Satellite photo shows Vietnam’s land reclamation in South China Sea

Satellite images captured by Taiwan indicate that Vietnam is pushing for land reclamation much harder than China in the disputed South China Sea, the Christian Science Monitor reported on Sept. 23.

Wang Cheng-gi from the Satellite Surveying Center of the Department of Land Administration under Taiwan’s Ministry of the Interior, who is in charge of a US$3 million project to produce high-resolution satellite images of the disputed South China Sea, said he was surprised to find out that Vietnam is developing reefs and artificial islands in the disputed Spratlys. He also said that one Vietnamese landfill project spans 11 football fields.

“Everyone is talking about mainland China, but Vietnam is going all out,” Wang said.

The Spratly islands are variously claimed in whole or in part by China, Taiwan, Vietnam, the Philippines, Brunei and Malaysia. Taiping, also referred to as Itu Aba, was the largest island in the group before the large scale land reclamation projects got underway and is the only island currently under Taiwan’s control. An armed conflict between Taipei and Hanoi could potentially take place in the future if Vietnam continues to expand its influence in the region.

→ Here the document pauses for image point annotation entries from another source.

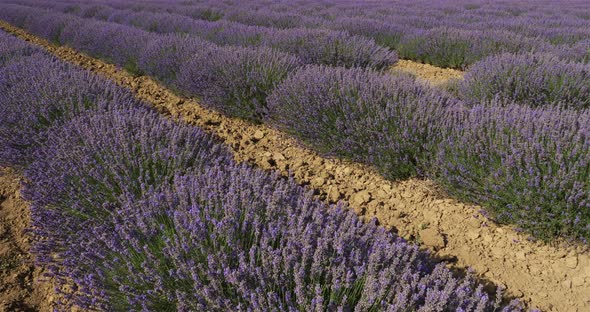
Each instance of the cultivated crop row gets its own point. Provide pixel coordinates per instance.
(528, 166)
(448, 34)
(132, 211)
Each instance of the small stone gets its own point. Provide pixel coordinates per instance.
(571, 262)
(578, 281)
(334, 194)
(279, 156)
(473, 235)
(258, 135)
(318, 182)
(498, 252)
(360, 198)
(474, 223)
(431, 237)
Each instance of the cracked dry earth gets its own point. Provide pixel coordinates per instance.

Another last blast challenges Japanese amnesia, via the New York Times:

South Korean Court Orders Japanese Firm Nachi-Fujikoshi to Pay Forced Laborers

A South Korean court on Thursday ordered a Japanese company to compensate dozens of Koreans who were forced to work in its factory during Japanese colonial rule of Korea, which ended with Japan’s defeat in World War II.

The Japanese company, the Nachi-Fujikoshi Corporation, must pay $75,800 to $94,800 to each of the 13 former workers who are still alive and to the families of 18 who have died, the Seoul Central District Court said on Thursday.

In court rulings last year, Mitsubishi Heavy Industries and the Nippon Steel and Sumitomo Metal Corporation were ordered to pay similar amounts to compensate South Korean plaintiffs.

Mitsubishi Heavy and Nippon Steel have filed appeals, and Nachi-Fujikoshi said it would do the same.

And, finally, a creepy crackdown from TheLocal.fr:

Facing panic, French town bans ‘evil’ clowns

A French village has banned teenagers from dressing up as clowns for Halloween after people kitted out as the colourful pranksters have sown terror and violence in several parts of the country.

The 6,000-strong village of Vendargues in southern France wants to “avoid any disruption… by evil clowns,” Bruno Giraudo from the village hall told AFP on Thursday.

“It’s about protecting children by preventing any ill-intentioned clowns from mixing with residents.”